Jafar Panahi realmente está instalado numa aldeia remota na fronteira entre o Irão e a Turquia e, dali, vai realizando o filme à distância. Nas horas vagas fotografa a vida na aldeia. Uma das fotografias que supostamente foi tirada, porém, retrata algo “ilegítimo” segundo a tradição local. Ele próprio é instado, ali mesmo, a resolver o problema perante um tribunal de aldeia. Também ele se expressa nas duas línguas locais.

Nas cenas finais, o realizador deve igualmente fugir. Apenas a câmara apontada para si enquanto conduz o carro e nos ouvidos o insistente sinal sonoro de que não leva o cinto colocado, parecendo que nada ficou concluído, ou tudo está dramaticamente terminado. Por fim, desliga o motor. Sai dos filmes e do cinema.

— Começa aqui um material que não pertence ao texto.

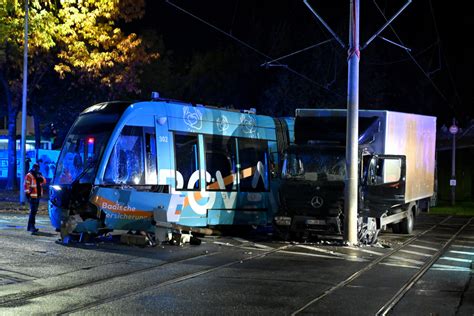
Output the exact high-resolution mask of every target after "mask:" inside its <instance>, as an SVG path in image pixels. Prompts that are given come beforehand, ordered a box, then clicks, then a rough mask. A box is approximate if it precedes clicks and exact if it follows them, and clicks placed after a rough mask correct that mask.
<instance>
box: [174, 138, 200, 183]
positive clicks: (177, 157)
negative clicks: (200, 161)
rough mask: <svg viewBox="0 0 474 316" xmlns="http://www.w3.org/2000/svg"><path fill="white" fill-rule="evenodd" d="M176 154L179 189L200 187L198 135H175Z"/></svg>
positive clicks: (177, 182)
mask: <svg viewBox="0 0 474 316" xmlns="http://www.w3.org/2000/svg"><path fill="white" fill-rule="evenodd" d="M174 155H175V159H176V181H177V183H176V188H177V189H178V190H186V189H187V190H197V189H199V173H196V174H197V175H198V176H197V177H195V178H194V177H193V178H192V177H191V176H192V175H193V174H194V173H195V172H196V171H198V170H199V160H198V137H197V135H183V134H175V135H174Z"/></svg>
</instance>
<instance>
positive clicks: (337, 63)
mask: <svg viewBox="0 0 474 316" xmlns="http://www.w3.org/2000/svg"><path fill="white" fill-rule="evenodd" d="M172 2H173V3H174V4H176V5H178V6H179V7H181V8H183V9H185V10H187V11H189V12H191V13H192V14H194V15H195V16H197V17H199V18H201V19H203V20H205V21H207V22H209V23H211V24H213V25H215V26H217V27H218V28H219V29H221V30H222V31H224V32H227V33H228V34H231V35H232V36H235V37H236V38H238V39H240V40H242V41H243V42H245V43H247V44H249V45H250V46H251V47H253V48H255V49H256V50H258V51H260V52H261V53H264V54H266V55H268V56H271V57H273V58H276V57H280V56H283V55H286V54H289V53H292V52H294V51H298V50H300V49H302V48H304V47H307V46H310V45H313V44H316V43H319V42H322V41H324V40H327V39H330V38H332V37H331V35H330V34H329V33H328V32H327V31H326V30H325V29H324V27H323V26H322V25H321V24H320V23H319V22H318V21H317V20H316V18H315V17H314V16H313V15H312V14H311V12H310V11H309V10H308V8H307V7H306V6H305V5H304V3H303V1H299V0H279V1H268V0H265V1H262V0H260V1H252V0H229V1H210V0H201V1H183V0H172ZM309 2H310V4H311V5H312V6H313V8H314V9H315V10H316V11H317V12H318V14H319V15H320V16H322V17H323V19H324V20H325V21H326V22H327V23H328V24H329V26H330V27H331V28H332V29H333V30H334V31H335V32H336V33H337V34H338V36H339V37H340V38H341V39H342V41H343V42H344V43H345V44H347V42H348V24H349V1H348V0H347V1H341V0H339V1H330V0H324V1H309ZM335 2H337V3H338V4H339V5H338V6H335V5H334V3H335ZM375 3H376V4H377V5H378V6H379V7H380V8H381V9H382V10H383V11H384V13H385V15H386V17H387V18H388V17H391V16H392V15H393V14H394V13H395V12H396V11H397V10H398V9H399V8H401V7H402V6H403V5H404V4H405V3H406V1H404V0H400V1H399V0H397V1H394V0H391V1H388V0H385V1H384V0H379V1H377V2H373V1H368V0H362V1H361V17H360V27H361V35H360V42H361V44H363V43H365V42H366V41H367V40H368V39H369V37H370V36H371V35H373V34H374V33H375V32H376V31H377V30H378V29H379V28H380V27H381V26H382V25H383V24H384V22H385V20H384V18H383V17H382V15H381V14H380V12H379V11H378V9H377V7H376V5H375ZM473 23H474V19H473V13H472V10H470V9H469V8H468V4H467V2H459V3H456V5H454V4H453V3H452V2H446V1H431V2H430V1H429V0H414V1H413V2H412V3H411V4H410V5H409V6H408V7H407V8H406V9H405V11H404V12H402V14H401V15H400V16H399V17H398V18H397V19H396V20H395V21H394V22H393V23H392V26H393V28H394V29H395V31H396V32H397V34H398V36H399V37H400V39H401V41H402V43H403V44H404V45H405V46H407V47H409V48H410V49H411V54H412V56H413V58H414V59H415V61H416V63H415V61H413V59H412V58H411V57H410V55H408V54H407V53H406V52H405V50H403V49H400V48H398V47H396V46H394V45H391V44H389V43H387V42H385V41H383V40H381V39H378V38H376V39H375V40H374V41H373V42H372V43H371V44H370V45H369V46H368V47H367V48H366V49H365V50H363V51H362V52H361V61H360V90H361V97H360V108H361V109H364V108H386V109H388V110H396V111H404V112H414V113H420V114H427V115H435V116H437V117H438V123H439V124H440V125H441V124H449V123H450V122H451V120H452V118H453V117H456V119H457V120H458V121H459V124H461V125H465V124H467V123H468V122H469V120H470V119H472V118H474V115H473V106H472V103H473V93H472V83H473V59H472V57H471V56H470V53H471V47H472V46H473V44H472V40H471V39H472V34H471V31H472V29H473ZM139 27H140V28H145V29H147V28H149V29H153V30H154V31H156V32H157V33H158V34H159V35H161V36H163V41H164V44H165V46H166V49H167V50H169V51H172V53H173V57H174V58H175V59H180V60H186V59H190V58H191V56H192V55H193V54H194V53H196V52H205V51H206V50H210V49H218V48H220V47H228V46H232V45H235V47H236V48H238V49H241V50H243V51H246V52H247V53H248V54H249V55H255V56H254V57H256V60H257V61H258V62H255V60H252V59H250V60H251V61H252V63H254V66H255V73H256V74H261V73H262V72H266V73H267V76H271V75H272V74H273V73H274V71H275V70H274V69H265V68H264V67H261V66H260V63H263V62H265V61H268V60H267V59H266V58H264V57H262V56H260V55H259V54H258V53H256V52H254V51H253V50H252V49H250V48H246V47H245V46H244V45H243V44H241V43H238V42H237V41H236V40H234V39H232V38H230V37H228V36H226V35H224V34H222V33H220V32H218V31H217V30H215V29H213V28H212V27H210V26H208V25H205V24H204V23H202V22H200V21H198V20H197V19H196V18H193V17H192V16H190V15H189V14H186V13H183V12H182V11H180V10H179V9H177V8H175V7H173V6H172V5H170V4H168V3H166V1H151V0H149V1H147V4H146V16H145V17H144V19H143V20H142V21H141V22H140V23H139ZM381 35H382V36H383V37H386V38H388V39H390V40H393V41H395V42H397V43H400V41H399V40H398V39H397V37H396V36H395V34H394V33H393V32H392V30H391V29H390V28H387V29H386V30H385V31H384V32H383V33H382V34H381ZM275 47H277V48H278V49H276V48H275ZM313 50H314V51H318V52H319V53H320V56H321V57H320V58H321V59H322V62H323V63H327V64H328V65H330V64H333V65H334V63H336V65H337V66H335V67H333V68H331V67H330V66H328V69H329V70H328V72H326V73H311V72H308V70H307V69H306V68H305V63H306V62H307V58H309V57H311V51H313ZM276 51H277V52H278V53H277V54H275V52H276ZM282 52H285V53H282ZM346 56H347V52H346V50H344V49H343V48H342V47H340V46H339V45H338V44H337V43H336V42H334V41H333V42H331V43H329V44H325V45H322V46H320V47H317V48H314V49H312V50H310V51H307V52H303V53H301V54H298V55H295V56H293V57H290V58H287V59H285V60H282V63H284V64H286V65H288V66H289V67H291V69H293V70H294V71H296V72H298V73H300V74H302V75H304V76H306V77H308V78H309V79H311V80H312V81H314V83H313V85H314V89H323V88H321V86H326V85H327V84H330V85H329V90H332V91H334V98H335V100H337V101H336V102H337V103H338V104H340V107H345V106H346V90H347V61H346ZM248 61H249V58H242V59H241V60H235V62H236V63H246V62H248ZM417 63H418V64H417ZM247 66H252V65H247ZM420 68H422V69H423V70H421V69H420ZM331 69H334V70H331ZM278 71H288V70H285V69H282V68H281V67H280V69H278ZM379 74H380V75H379ZM377 76H379V77H380V78H383V80H384V82H385V83H384V85H383V86H384V88H383V89H384V91H383V93H381V94H379V96H378V97H372V96H371V94H370V93H365V94H364V93H363V92H364V91H370V90H367V89H370V88H371V87H372V86H373V85H374V84H375V83H376V82H375V81H376V80H378V79H377V78H379V77H377ZM374 78H375V79H374ZM374 80H375V81H374ZM364 89H366V90H364ZM332 91H330V92H329V93H330V94H331V93H332ZM341 96H342V97H341ZM169 97H173V96H169ZM248 101H249V102H255V100H252V98H249V100H248Z"/></svg>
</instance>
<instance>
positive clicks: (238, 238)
mask: <svg viewBox="0 0 474 316" xmlns="http://www.w3.org/2000/svg"><path fill="white" fill-rule="evenodd" d="M232 239H233V240H235V241H238V242H241V243H243V244H246V243H250V241H248V240H246V239H243V238H239V237H232Z"/></svg>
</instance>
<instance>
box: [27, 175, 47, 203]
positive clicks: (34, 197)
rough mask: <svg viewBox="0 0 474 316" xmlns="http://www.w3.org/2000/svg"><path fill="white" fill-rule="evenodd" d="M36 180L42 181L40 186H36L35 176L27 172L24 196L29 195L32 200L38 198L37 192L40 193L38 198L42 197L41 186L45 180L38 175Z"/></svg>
mask: <svg viewBox="0 0 474 316" xmlns="http://www.w3.org/2000/svg"><path fill="white" fill-rule="evenodd" d="M38 178H42V179H43V182H41V185H38V183H37V182H36V178H35V176H34V175H32V174H31V172H28V174H27V175H26V176H25V194H29V195H30V196H31V198H32V199H37V198H38V192H39V193H40V195H39V196H42V195H43V185H44V184H45V183H46V179H45V178H44V177H43V176H42V175H38ZM38 190H39V191H38Z"/></svg>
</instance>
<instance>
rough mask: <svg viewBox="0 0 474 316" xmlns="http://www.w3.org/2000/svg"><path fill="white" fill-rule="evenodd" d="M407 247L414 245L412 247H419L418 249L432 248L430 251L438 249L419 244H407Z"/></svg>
mask: <svg viewBox="0 0 474 316" xmlns="http://www.w3.org/2000/svg"><path fill="white" fill-rule="evenodd" d="M408 247H414V248H420V249H426V250H432V251H438V249H436V248H433V247H426V246H420V245H414V244H412V245H408Z"/></svg>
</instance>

É assim que o realizador-realizador Jafar Panahi demonstra, através do realizador-actor Jafar Panahi, como crucial é o acto de filmar (e também o de ver filmes extraordinários). Como o acto de fotografar e de realizar pode ter um papel fundamental no curso do amor, das famílias e das sociedades.

Como é fácil ser estrangeiro em causa e casa próprias.

Romeu e Julieta que o digam.


jef, janeiro 2023

«Ursos Não Há» (Khers nist) de Jafar Panahi. Com Jafar Panahi, Naser Hashemi, Vahid Mobasheri, Bakhtiyar Panjeei, Mina Kavani, Narges Delaram, Reza Heydari, Javad Siyahi, Yousef Soleymani, Amir Davari, Darya Alei. Argumento: Jafar Panahi. Produção: Jafar Panahi, Nader Saeivar. Fotografia: Amin Jafari. Irão, 2022, Cores, 106 min.